Aux abords de la Tamise, dans le quartier verdoyant de Twickenham à l’ouest de Londres, la Strawberry Hill House intrigue et séduit les amateurs d’architecture comme les curieux. Conçue, agrandie et façonnée entre 1749 et 1790 par Horace Walpole, cet édifice est un jalon incontournable pour quiconque s’intéresse à l’histoire du style néogothique. Il s’agit d’un manifeste architectural, d’une œuvre pensée pour bouleverser les codes de l’habitat aristocratique britannique. Découvrez les racines de ce projet, ses choix stylistiques, son influence et l’expérience singulière qu’offre une visite de Strawberry Hill.

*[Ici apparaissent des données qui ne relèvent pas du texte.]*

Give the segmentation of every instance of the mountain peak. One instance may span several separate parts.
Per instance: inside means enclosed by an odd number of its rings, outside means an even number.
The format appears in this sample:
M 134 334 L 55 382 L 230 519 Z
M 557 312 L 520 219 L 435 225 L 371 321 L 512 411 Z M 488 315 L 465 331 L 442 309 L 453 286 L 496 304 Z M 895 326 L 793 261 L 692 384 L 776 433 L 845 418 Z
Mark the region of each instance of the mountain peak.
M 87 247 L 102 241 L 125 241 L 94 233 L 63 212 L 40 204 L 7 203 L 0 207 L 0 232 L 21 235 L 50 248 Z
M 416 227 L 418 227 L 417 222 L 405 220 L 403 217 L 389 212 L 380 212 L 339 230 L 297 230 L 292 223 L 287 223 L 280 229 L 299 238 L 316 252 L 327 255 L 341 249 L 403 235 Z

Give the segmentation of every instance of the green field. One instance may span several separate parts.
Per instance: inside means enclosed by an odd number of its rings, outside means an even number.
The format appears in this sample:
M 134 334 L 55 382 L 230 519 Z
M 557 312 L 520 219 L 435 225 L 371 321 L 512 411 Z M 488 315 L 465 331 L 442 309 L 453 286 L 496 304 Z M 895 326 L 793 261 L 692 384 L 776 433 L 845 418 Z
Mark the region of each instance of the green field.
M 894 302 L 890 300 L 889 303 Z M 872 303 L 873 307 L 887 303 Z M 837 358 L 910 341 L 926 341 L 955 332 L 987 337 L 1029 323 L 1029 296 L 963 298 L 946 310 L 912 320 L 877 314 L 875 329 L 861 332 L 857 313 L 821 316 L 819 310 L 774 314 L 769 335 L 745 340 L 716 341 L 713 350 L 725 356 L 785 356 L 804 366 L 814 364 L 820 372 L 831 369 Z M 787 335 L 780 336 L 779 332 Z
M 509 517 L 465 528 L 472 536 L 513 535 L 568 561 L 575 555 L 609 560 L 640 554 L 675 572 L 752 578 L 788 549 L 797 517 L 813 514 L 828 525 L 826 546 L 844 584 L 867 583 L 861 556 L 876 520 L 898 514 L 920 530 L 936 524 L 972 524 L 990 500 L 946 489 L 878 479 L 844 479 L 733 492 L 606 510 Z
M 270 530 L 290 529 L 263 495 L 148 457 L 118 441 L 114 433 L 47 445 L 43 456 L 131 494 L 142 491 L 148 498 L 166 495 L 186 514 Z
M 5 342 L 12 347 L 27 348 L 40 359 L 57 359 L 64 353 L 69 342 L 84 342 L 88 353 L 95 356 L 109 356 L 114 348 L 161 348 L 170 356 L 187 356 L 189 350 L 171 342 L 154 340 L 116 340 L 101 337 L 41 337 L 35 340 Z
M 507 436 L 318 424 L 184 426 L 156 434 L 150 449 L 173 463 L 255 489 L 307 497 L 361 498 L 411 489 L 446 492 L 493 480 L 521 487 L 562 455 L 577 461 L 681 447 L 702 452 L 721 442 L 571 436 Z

Genèse : la passion de Walpole pour le gothique
L’histoire de Strawberry Hill commence comme celle de nombreux domaines anglais du XVIIIe siècle : une propriété de plaisance, acquise par un homme de lettres, souhaitant créer un refuge élégant loin du tumulte londonien. Horace Walpole, écrivain, collectionneur et fils du Premier ministre Robert Walpole, achète une modeste maison baptisée Chopped Straw Hall. Rapidement, il imagine un projet ambitieux : la métamorphoser en château gothique, un petit jouet architectural au service de son imaginaire.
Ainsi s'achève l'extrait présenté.